In this work, we produced reference directory sets for IGH loci of Atlantic salmon and rainbow trout, based on a unique nomenclature developed for salmonids and following IMGT rules. We show how the particularities of salmonid IGH loci (duplicated loci in each haplotype, large number of genes and pseudogenes) were taken into account and how reference directory sets can be used for annotation of IGH expression datasets. We also discuss how the nomenclature and reference directories can be updated with new data and extended to other salmonid species.

Materials and Methods

GU129139 and GU129140 from GenBank, ENA, and DDBJ, entered in IMGT/LIGM-DB (Rel. 201839-1) and IMGT annotated (GU129139 in Rel. 201923-5, Last updated, Version 11 and GU129140 in Rel. 201930-1, Last updated, Version 10), were selected as S. salar (Salsal) IMGT IGH locus prototypes. Sequences from these entries are from Atlantic salmon BAC library (CHORI-214), constructed from a Norwegian aquaculture strain male, from BACPAC Resources, Children's Hospital Oakland Research Institute (CHORI) (16). GU129139 (931200 bp) (Salsal locus A, ssa06, IMGT locus ID: Salsal_IGH_1) is in reverse (REV) orientation on chromosome 6 whereas GU129140 (1063283 bp) (Salsal IGH locus B, ssa03, IMGT locus ID: Salsal_IGH_2) is in forward (FWD) orientation on chromosome 3.

For obtaining IMGT gene names, newly identified Atlantic salmon and rainbow trout IGH genes and alleles from genome assemblies were submitted to the IG, T cell receptors (TR), and major histocompatibility (MH) Nomenclature Sub-Committee (IMGT-NC) of the International Union of Immunological Societies (IUIS) Nomenclature Committee2,3. Two IMGT_NC reports #2019-5-0131 and #2019-7-02202 comprise the submission of 75 Atlantic salmon IGHV sequences from two accession numbers NC_027305.1 and NC_027302.1. These reports concern 75 different genes [35 Atlantic salmon IGHV on NC_027305.1 (Salsal locus A, ssa06) and 40 Atlantic salmon IGHV genes on NC_027302.1 (Salsal locus B, ssa03)] and correspond to 75 new alleles (61 of them are *01 and 14 are *02).

Two new entries were created in IMGT/LIGM-DB: IMGT000028 for Salsal locus A [S. salar (Atlantic salmon), taxon:8030, breed: double haploid, assembly GCF_000233375.1, GenBank assembly ID: GCA_000233375.4, chromosome 6, CM003284.1 (20520824–22238370, complement), IGH locus A] [this entry includes IMGT annotated genes from NC_027305.1 (Salsal ssa06)] and IMGT000029 for Salsal locus B [S. salar (Atlantic salmon), taxon:8030, breed: double haploid, assembly GCF_000233375.1, GenBank assembly ID: GCA_000233375.4, chromosome 3, CM003281.1 (77578187–79383607), IGH locus B] [this entry includes IMGT annotated genes from NC_027302.1 (Salsal ssa03)].

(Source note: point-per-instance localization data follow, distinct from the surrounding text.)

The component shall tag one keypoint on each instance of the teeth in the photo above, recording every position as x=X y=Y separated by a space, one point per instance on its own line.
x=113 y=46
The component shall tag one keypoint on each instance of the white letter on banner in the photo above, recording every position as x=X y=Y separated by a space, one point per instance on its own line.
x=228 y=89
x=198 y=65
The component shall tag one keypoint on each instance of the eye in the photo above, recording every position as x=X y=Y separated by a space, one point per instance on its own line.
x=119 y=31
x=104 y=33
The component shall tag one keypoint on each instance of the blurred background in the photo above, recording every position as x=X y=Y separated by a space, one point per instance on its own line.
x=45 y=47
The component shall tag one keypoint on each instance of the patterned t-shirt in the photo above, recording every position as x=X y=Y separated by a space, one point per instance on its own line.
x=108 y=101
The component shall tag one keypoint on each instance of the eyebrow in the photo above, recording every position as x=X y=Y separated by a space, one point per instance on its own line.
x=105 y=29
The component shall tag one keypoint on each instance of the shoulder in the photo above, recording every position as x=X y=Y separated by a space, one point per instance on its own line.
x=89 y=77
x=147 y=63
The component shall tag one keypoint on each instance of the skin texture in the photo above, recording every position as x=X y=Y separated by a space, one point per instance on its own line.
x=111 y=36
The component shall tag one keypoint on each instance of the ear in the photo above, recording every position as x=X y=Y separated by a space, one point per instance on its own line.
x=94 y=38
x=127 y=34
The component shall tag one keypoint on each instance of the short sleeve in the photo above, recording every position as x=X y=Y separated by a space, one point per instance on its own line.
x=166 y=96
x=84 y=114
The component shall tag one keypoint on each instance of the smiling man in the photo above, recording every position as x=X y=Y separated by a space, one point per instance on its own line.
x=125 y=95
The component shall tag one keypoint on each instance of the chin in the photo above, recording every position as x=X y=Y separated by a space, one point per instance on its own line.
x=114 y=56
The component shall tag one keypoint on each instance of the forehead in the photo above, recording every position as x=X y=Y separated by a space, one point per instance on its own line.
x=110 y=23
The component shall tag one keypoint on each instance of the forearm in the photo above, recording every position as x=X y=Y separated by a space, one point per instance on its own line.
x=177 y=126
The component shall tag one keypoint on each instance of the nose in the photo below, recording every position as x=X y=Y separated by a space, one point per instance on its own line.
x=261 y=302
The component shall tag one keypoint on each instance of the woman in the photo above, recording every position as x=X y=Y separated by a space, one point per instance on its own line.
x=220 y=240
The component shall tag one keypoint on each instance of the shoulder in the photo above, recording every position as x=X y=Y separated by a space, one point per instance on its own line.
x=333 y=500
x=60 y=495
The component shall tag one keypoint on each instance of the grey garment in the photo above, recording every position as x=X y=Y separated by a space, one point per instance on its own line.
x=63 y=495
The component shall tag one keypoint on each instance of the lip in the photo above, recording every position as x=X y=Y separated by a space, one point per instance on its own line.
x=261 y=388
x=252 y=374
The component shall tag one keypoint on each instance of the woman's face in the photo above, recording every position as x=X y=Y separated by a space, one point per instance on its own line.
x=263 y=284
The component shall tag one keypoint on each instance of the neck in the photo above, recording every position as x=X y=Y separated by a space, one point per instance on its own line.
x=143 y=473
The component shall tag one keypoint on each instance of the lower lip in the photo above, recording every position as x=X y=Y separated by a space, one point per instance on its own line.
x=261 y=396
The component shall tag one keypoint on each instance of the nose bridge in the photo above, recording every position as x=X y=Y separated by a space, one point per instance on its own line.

The rainbow trout genome (assembly: Omyk_1.0, June 2017; GenBank assembly accession GCA_002163495.1) obtained from the homozygous Swanson clonal line was examined to locate IGH locus. Two IGH loci were identified, locus A on chromosome 13 (Oncmyk chr13) and locus B on chromosome 12 (Oncmyk chr12), both of them are in forward (FWD) orientation. The IMGT-NC Report #2019-10-0402 comprises the submission of 181 rainbow trout IGH gene sequences from NC_035089.1 (Oncmyk Omy13) and NC_035088.1 (Oncmyk Omy12). This IMGT-NC report concerns 181 different genes: 74 genes in locus A on Oncmyk chr 13 (49 IGHV, 11 IGHD, 10 IGHJ, and 4 IGHC on NC_035089.1) and 107 genes in locus B on Oncmyk chr 12 (80 IGHV, 13 IGHD, 9 IGHJ, and 5 IGHC on NC_035088.1) and corresponds to 181 new alleles *01. Two new entries were created in IMGT/LIGM-DB: IMGT000043 (IMGT/LIGM-DB) for Oncmyk locus A [O. mykiss (rainbow trout), taxon:8022, isolate: Swanson, assembly Omyk_1.0, GenBank assembly ID: GCF_002163495.1, chromosome 13: CM007947.1 (48012355–48422510), IGH locus A] [this entry includes IMGT annotated genes from NC_035089.1 (Oncmyk Omy13)] and IMGT000044 for Oncmyk locus B [O. mykiss (rainbow trout), taxon:8022, isolate: Swanson, assembly Omyk_1.0, GenBank assembly ID: GCF_002163495.1, chromosome 12: CM007946.1 (81302817–81805590), IGH locus B] [this entry includes IMGT annotated genes from NC_035088.1 (Oncmyk Omy12)].

Results

The complete and correct assembly of the Salmonidae IGH loci is a significant challenge owing to (i) the existence of two duplicated loci due to the tetraploidization (named locus A and locus B), (ii) the large size of each locus, (iii) the high number of different IGHV subgroups compared to mammals, (iv) the internal amplification and potential gene conversion that occurred inside each locus during their evolution, and (v) the very high number of pseudogenes, many of them partial, relative to the functional genes.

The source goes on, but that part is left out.